Today the former health center is known as Espace Van Gogh, and houses the town library, exhibition spaces, souvenir shops and a cafe. Ironically, these days the gardens are painstakingly arranged to mirror Van Gogh’s painting. I wonder what he would have thought about that!
Even if you visit no other Van Gogh site, do visit this one. It is not only one of the more tangible locations when in search of the man Vincent was (you can plainly appreciate the balcony where he observed and painted the garden during his convalescence), but it is also a perfect place for a break to have a coffee, tea or snack.
The cafe serves tasty treats and drinks, and you can sit out at a bistro table and take in the serene surroundings. Several Van Gogh themed walking tours came through as we were sitting; small, quiet, guided groups that didn't stay long, so it never felt overwhelmed with crowds.
Having a nice cup of French coffee here and people watching in the garden was definitely a highlight of the day for me! I imagine Vincent had much of the same experience.
Le Jardin d’Été
On the Boulevard des Lices there is another public garden that Van Gogh painted several canvases off. A sign on the left hand side of the main gate shows you where Van Gogh stood to paint ordinary people strolling through the gardens.
Legend has it that the paintings he created here caused the arguments he had with a fellow artist about the speed in which Vincent captured a scene.

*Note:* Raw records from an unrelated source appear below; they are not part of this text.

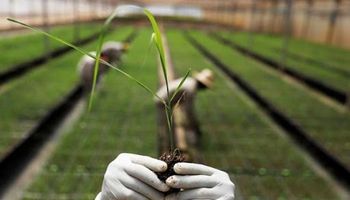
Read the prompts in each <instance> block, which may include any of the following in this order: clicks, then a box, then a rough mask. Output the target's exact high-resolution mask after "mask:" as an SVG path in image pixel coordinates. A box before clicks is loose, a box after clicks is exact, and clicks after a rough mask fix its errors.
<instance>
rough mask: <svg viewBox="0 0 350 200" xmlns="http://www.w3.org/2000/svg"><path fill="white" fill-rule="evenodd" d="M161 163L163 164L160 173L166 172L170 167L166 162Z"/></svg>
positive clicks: (158, 169)
mask: <svg viewBox="0 0 350 200" xmlns="http://www.w3.org/2000/svg"><path fill="white" fill-rule="evenodd" d="M161 162H162V163H161V164H160V165H159V167H158V171H159V172H165V171H166V170H167V169H168V165H167V164H166V162H164V161H161Z"/></svg>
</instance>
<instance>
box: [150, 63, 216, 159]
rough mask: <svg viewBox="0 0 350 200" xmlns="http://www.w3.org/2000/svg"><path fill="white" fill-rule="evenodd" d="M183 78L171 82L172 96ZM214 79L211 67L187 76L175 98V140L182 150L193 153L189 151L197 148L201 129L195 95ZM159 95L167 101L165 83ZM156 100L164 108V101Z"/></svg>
mask: <svg viewBox="0 0 350 200" xmlns="http://www.w3.org/2000/svg"><path fill="white" fill-rule="evenodd" d="M181 80H182V78H179V79H176V80H174V81H171V82H169V86H168V87H169V93H170V97H171V96H172V95H173V93H174V92H175V90H176V88H177V87H178V85H179V84H180V82H181ZM213 80H214V75H213V72H212V71H211V70H209V69H204V70H202V71H201V72H199V73H197V74H195V75H194V76H193V77H187V79H186V80H185V82H184V83H183V85H182V87H181V89H180V91H179V92H178V93H177V95H176V97H175V98H174V99H173V102H172V104H173V105H172V106H173V108H174V109H173V112H174V129H175V131H174V133H175V141H176V146H177V147H178V148H179V149H180V150H181V151H182V152H185V153H189V154H191V152H188V151H191V148H192V147H195V148H196V147H198V145H199V140H200V136H201V131H200V128H199V125H198V121H197V118H196V115H195V110H194V107H195V105H194V103H195V96H196V94H197V91H199V90H203V89H207V88H210V87H212V85H213ZM157 95H158V96H159V97H160V98H162V99H164V100H165V101H167V98H168V94H167V89H166V86H165V85H163V86H162V87H161V88H160V89H159V90H158V92H157ZM155 100H156V102H157V106H159V107H161V108H163V109H164V105H163V104H162V102H161V101H160V100H159V99H155ZM175 105H176V106H175ZM161 108H160V109H161ZM163 151H164V150H163Z"/></svg>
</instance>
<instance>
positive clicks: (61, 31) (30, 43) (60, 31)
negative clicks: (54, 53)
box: [0, 24, 97, 72]
mask: <svg viewBox="0 0 350 200" xmlns="http://www.w3.org/2000/svg"><path fill="white" fill-rule="evenodd" d="M95 27H96V24H83V25H81V29H80V30H81V38H85V37H88V36H90V35H92V34H93V33H96V30H97V29H96V28H95ZM73 31H74V26H73V25H65V26H59V27H53V28H51V29H50V33H51V34H53V35H55V36H58V37H60V38H62V39H64V40H66V41H70V42H72V41H74V40H75V38H74V37H73V34H72V32H73ZM43 37H44V36H43V35H41V34H38V33H34V32H29V33H27V34H25V35H16V36H13V37H4V38H2V39H1V40H0V51H1V52H3V53H2V54H1V55H0V60H1V61H0V72H5V71H7V70H9V69H10V68H11V67H13V66H15V65H17V64H19V63H23V62H26V61H30V60H32V59H33V58H37V57H39V56H42V55H44V54H45V53H47V52H48V51H49V50H53V49H57V48H58V47H62V46H63V45H62V44H60V43H58V42H55V41H49V49H46V46H45V45H44V39H43Z"/></svg>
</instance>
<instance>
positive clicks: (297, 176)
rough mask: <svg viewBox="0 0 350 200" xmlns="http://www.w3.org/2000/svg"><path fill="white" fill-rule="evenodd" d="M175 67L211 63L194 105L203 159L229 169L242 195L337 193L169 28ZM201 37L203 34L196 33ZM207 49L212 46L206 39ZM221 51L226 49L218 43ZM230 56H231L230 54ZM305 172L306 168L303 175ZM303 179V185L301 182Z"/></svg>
mask: <svg viewBox="0 0 350 200" xmlns="http://www.w3.org/2000/svg"><path fill="white" fill-rule="evenodd" d="M167 35H168V43H169V45H170V48H171V54H172V60H173V62H174V65H175V67H176V71H177V72H179V73H180V74H181V73H184V72H185V71H186V69H187V67H188V66H191V67H192V68H193V70H198V71H199V70H201V69H203V68H210V69H212V70H213V71H214V72H215V74H216V77H215V82H214V87H213V88H212V89H211V90H208V91H203V92H199V93H198V96H197V100H196V111H197V114H198V118H199V121H200V124H201V129H202V131H203V134H204V135H203V138H202V139H203V141H202V153H203V157H204V160H205V163H206V164H208V165H210V166H213V167H217V168H219V169H222V170H225V171H227V172H228V173H230V175H231V178H232V180H233V181H234V182H235V184H236V188H237V189H236V193H237V195H238V194H239V195H241V196H243V198H244V199H250V198H252V199H253V197H256V199H278V198H280V197H286V199H293V198H294V199H303V198H309V199H337V198H338V197H337V194H336V193H335V191H332V189H331V187H330V185H329V183H327V182H326V181H325V180H323V179H322V178H321V177H320V176H319V175H318V174H316V173H315V171H314V170H313V169H312V168H310V166H309V165H308V164H307V162H306V161H305V160H304V158H303V156H302V155H301V153H300V152H299V151H298V150H296V147H295V146H294V145H292V144H290V142H289V141H288V140H287V139H285V138H283V137H281V136H280V135H279V133H277V132H276V131H275V130H274V129H273V128H271V127H270V126H269V125H268V124H267V123H266V122H265V121H264V120H263V118H264V116H263V117H262V116H261V115H260V114H258V112H257V108H256V107H254V106H252V105H251V104H250V103H247V100H246V99H245V95H243V94H241V93H238V92H237V89H236V88H232V87H231V86H232V85H231V83H230V82H229V81H228V80H227V78H226V77H224V76H222V75H221V73H219V71H218V70H217V69H216V68H215V67H213V66H212V65H211V63H209V62H208V61H206V59H205V58H204V57H203V56H202V55H201V54H200V53H199V52H198V51H197V50H196V49H194V48H193V47H192V46H191V44H190V43H188V42H187V41H186V40H185V38H184V37H183V36H182V35H181V32H178V31H168V34H167ZM195 37H196V38H199V39H200V40H201V41H202V42H203V43H206V42H207V40H206V38H205V39H204V36H202V35H201V34H196V35H195ZM208 47H209V48H210V49H211V50H214V49H215V48H216V46H214V45H211V44H208ZM220 51H227V50H226V49H224V48H221V49H220ZM232 59H233V58H232ZM303 174H310V176H311V178H305V176H304V175H303ZM300 183H302V185H303V187H304V188H303V187H300V185H299V184H300Z"/></svg>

But Vincent defended his quick strokes:
“When someone says that such and such was done too quickly. . . they looked at it too quickly. "
Le Pont Langlois
Outside the city center, the little wooden lifting bridge Van Gogh painted that he called Le Pont Langlois after its owner, used to cross a canal that fed the Rhône. Today it has been moved down a ways south to an unused part of the canal, and is known as Van Gogh Bridge (Pont Van Gogh). The scene he painted was vibrant and full of happy color. The modern view doesn't really do it justice.
Les Alyscamps
The tree-lined old Roman cemetery of Les Alyscamps, was immortalized in several Van Gogh paintings. With its lines of ancient stone sarcophaguses, it's a strange spot for him to have created his colorful landscapes. You really wouldn’t guess it was a cemetery from his artwork.
Les Alyscamps is outside the old city limits because Roman cities traditionally forbade burials within the city. For this reason, it was common for the roads immediately outside a city to be lined with tombs and mausoleums.
You can walk there in about 15 minutes from the city center, or alternatively you can take a local bus for about €2.
La maison de La Crau (L'Ancien Moulin) (The Old Mill)
The old mill painted by Van Gogh once stood on the edge of town, against a bucolic view of the plain of La Crau. Today, the mill sits on rue Mireille and the scene Vincent captured isn’t quite the same, as it is much more developed. But the decaying roundish tower still stands.
Fondation Vincent Van Gogh Arles
Arles is home to several museums, but if we are talking specifically about Vincent Van Gogh, the Fondation Vincent Van Gogh Arles is the one that might interest you most. The Foundation honors the work of Van Gogh through exhibits of contemporary artists who are inspired by him, exploring Van Gogh’s weighty impact on art today.
The Foundation was closed when we visited, BUT it when it reopened in June of 2024, it featured a temporary exhibit called Van Gogh and the Stars, centered around Van Gogh’s actual painting Starry Night over the Rhône, on loan from the Musée d'Orsay. Since there are no real Van Goghs on exhibit in Arles, this was pretty big news. Too bad they couldn’t keep it permanently - alas the painting has already gone home.
You can more about the work they do on the Fondation Vincent Van Gogh Arles website.
Hope this little post about beloved Vincent, a monumental figure of the art world, leaves you with a good impression. (see what I did there?)